Britain to Fine Facebook Over Data Breach
18.7.18 securityweek Incindent Social
Britain's data regulator said Wednesday it will fine Facebook half a million pounds for failing to protect user data, as part of its investigation into whether personal information was misused ahead of the Brexit referendum.
The Information Commissioner's Office (ICO) began investigating the social media giant earlier this year, when evidence emerged that an app had been used to harvest the data of tens of millions of Facebook users worldwide.
In the worst ever public relations disaster for the social media giant, Facebook admitted that up to 87 million users may have had their data hijacked by British consultancy firm Cambridge Analytica, which was working for US President Donald Trump's 2016 campaign.
Cambridge Analytica, which also had meetings with the Leave.EU campaign ahead of Britain's EU referendum in 2016, denies the accusations and has filed for bankruptcy in the United States and Britain.
"In 2014 and 2015, the Facebook platform allowed an app... that ended up harvesting 87 million profiles of users around the world that was then used by Cambridge Analytica in the 2016 presidential campaign and in the referendum," Elizabeth Denham, the information commissioner, told BBC radio.
Wednesday's ICO report said: "The ICO's investigation concluded that Facebook contravened the law by failing to safeguard people's information."

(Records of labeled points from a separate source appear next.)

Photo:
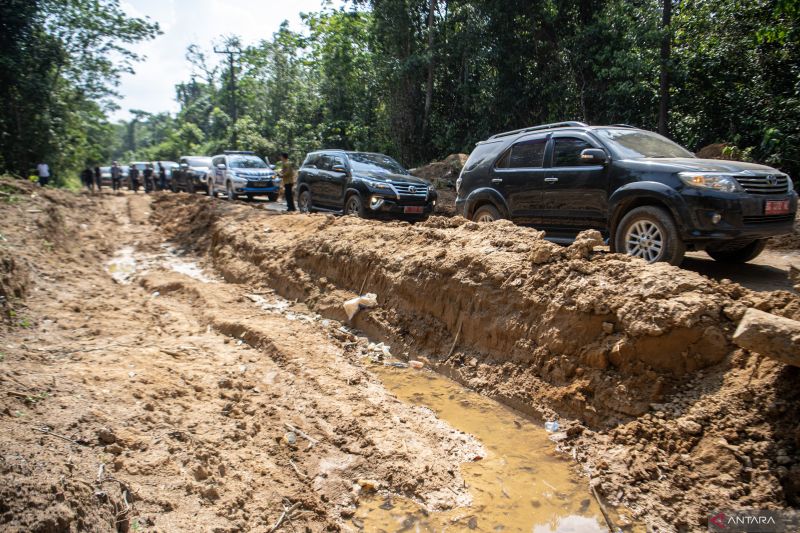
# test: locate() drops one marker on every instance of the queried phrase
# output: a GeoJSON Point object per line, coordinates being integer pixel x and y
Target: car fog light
{"type": "Point", "coordinates": [375, 202]}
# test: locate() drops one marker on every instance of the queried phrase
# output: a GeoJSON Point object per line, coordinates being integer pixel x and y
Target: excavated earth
{"type": "Point", "coordinates": [182, 387]}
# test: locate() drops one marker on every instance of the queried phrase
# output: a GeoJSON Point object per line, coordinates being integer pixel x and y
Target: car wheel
{"type": "Point", "coordinates": [737, 252]}
{"type": "Point", "coordinates": [650, 233]}
{"type": "Point", "coordinates": [486, 213]}
{"type": "Point", "coordinates": [304, 201]}
{"type": "Point", "coordinates": [229, 189]}
{"type": "Point", "coordinates": [354, 206]}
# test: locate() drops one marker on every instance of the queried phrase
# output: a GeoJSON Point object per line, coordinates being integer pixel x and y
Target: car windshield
{"type": "Point", "coordinates": [375, 163]}
{"type": "Point", "coordinates": [198, 161]}
{"type": "Point", "coordinates": [638, 144]}
{"type": "Point", "coordinates": [246, 161]}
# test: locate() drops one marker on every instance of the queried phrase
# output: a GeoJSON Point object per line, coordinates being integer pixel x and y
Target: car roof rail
{"type": "Point", "coordinates": [567, 124]}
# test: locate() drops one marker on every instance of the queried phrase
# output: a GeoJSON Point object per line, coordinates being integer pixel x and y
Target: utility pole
{"type": "Point", "coordinates": [234, 111]}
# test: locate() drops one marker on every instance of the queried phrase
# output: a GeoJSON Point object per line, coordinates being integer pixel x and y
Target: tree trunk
{"type": "Point", "coordinates": [429, 88]}
{"type": "Point", "coordinates": [666, 49]}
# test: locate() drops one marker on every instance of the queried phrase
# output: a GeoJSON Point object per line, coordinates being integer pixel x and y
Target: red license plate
{"type": "Point", "coordinates": [777, 207]}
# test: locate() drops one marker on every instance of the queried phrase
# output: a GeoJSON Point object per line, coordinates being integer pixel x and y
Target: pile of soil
{"type": "Point", "coordinates": [790, 241]}
{"type": "Point", "coordinates": [157, 400]}
{"type": "Point", "coordinates": [443, 175]}
{"type": "Point", "coordinates": [669, 418]}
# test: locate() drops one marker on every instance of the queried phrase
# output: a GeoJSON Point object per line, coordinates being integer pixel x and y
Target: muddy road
{"type": "Point", "coordinates": [170, 362]}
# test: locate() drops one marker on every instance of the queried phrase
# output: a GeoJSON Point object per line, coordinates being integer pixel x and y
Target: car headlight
{"type": "Point", "coordinates": [708, 180]}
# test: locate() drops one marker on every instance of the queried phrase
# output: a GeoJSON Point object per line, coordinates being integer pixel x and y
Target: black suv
{"type": "Point", "coordinates": [362, 184]}
{"type": "Point", "coordinates": [650, 197]}
{"type": "Point", "coordinates": [191, 174]}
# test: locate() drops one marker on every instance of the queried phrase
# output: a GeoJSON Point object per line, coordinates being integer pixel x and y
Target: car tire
{"type": "Point", "coordinates": [486, 213]}
{"type": "Point", "coordinates": [304, 201]}
{"type": "Point", "coordinates": [740, 254]}
{"type": "Point", "coordinates": [232, 196]}
{"type": "Point", "coordinates": [354, 206]}
{"type": "Point", "coordinates": [649, 233]}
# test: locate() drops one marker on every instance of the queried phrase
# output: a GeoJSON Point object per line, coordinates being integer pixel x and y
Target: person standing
{"type": "Point", "coordinates": [87, 176]}
{"type": "Point", "coordinates": [44, 173]}
{"type": "Point", "coordinates": [288, 173]}
{"type": "Point", "coordinates": [98, 178]}
{"type": "Point", "coordinates": [148, 177]}
{"type": "Point", "coordinates": [116, 176]}
{"type": "Point", "coordinates": [134, 177]}
{"type": "Point", "coordinates": [162, 177]}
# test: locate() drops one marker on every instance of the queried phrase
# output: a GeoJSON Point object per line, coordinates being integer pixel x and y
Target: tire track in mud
{"type": "Point", "coordinates": [664, 413]}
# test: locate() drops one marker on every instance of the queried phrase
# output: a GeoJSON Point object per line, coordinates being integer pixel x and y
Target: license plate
{"type": "Point", "coordinates": [776, 207]}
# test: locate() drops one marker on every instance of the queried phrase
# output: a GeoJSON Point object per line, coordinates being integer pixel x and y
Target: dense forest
{"type": "Point", "coordinates": [416, 79]}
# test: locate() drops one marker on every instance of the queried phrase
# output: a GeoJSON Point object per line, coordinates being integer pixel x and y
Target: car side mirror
{"type": "Point", "coordinates": [594, 156]}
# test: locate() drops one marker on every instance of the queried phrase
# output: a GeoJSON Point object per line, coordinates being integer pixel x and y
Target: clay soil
{"type": "Point", "coordinates": [165, 399]}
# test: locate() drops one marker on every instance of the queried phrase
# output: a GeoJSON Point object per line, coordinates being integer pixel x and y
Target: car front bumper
{"type": "Point", "coordinates": [720, 216]}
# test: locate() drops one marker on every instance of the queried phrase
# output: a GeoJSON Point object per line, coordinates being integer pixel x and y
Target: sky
{"type": "Point", "coordinates": [203, 22]}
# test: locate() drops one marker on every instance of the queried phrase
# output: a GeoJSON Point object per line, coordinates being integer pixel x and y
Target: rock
{"type": "Point", "coordinates": [769, 335]}
{"type": "Point", "coordinates": [689, 427]}
{"type": "Point", "coordinates": [106, 436]}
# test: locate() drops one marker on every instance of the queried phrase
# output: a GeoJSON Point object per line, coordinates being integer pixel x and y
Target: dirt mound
{"type": "Point", "coordinates": [790, 241]}
{"type": "Point", "coordinates": [443, 175]}
{"type": "Point", "coordinates": [638, 357]}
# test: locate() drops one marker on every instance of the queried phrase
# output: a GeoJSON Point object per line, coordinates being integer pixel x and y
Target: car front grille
{"type": "Point", "coordinates": [764, 185]}
{"type": "Point", "coordinates": [411, 189]}
{"type": "Point", "coordinates": [768, 219]}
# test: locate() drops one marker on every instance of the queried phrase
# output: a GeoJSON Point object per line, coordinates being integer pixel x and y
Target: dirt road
{"type": "Point", "coordinates": [158, 373]}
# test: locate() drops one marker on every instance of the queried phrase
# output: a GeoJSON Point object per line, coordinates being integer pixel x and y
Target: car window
{"type": "Point", "coordinates": [526, 154]}
{"type": "Point", "coordinates": [567, 151]}
{"type": "Point", "coordinates": [324, 162]}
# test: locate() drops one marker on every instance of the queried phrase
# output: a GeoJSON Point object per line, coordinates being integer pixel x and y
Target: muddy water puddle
{"type": "Point", "coordinates": [521, 485]}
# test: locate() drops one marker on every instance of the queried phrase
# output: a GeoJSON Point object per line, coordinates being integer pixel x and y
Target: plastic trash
{"type": "Point", "coordinates": [352, 307]}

Without detailing how the information may have been used, it said the company had "failed to be transparent about how people's data was harvested by others".
The ICO added that it plans to issue Facebook with the maximum available fine for breaches of the Data Protection Act -- an equivalent of $660,000 or 566,000 euros.
Because of the timing of the breaches, the ICO said it was unable to impose penalties that have since been introduced by the European General Data Protection, which would cap fines at 4.0 percent of Facebook's global turnover.
In Facebook's case this would amount to around $1.6 billion (1.4 billion euros).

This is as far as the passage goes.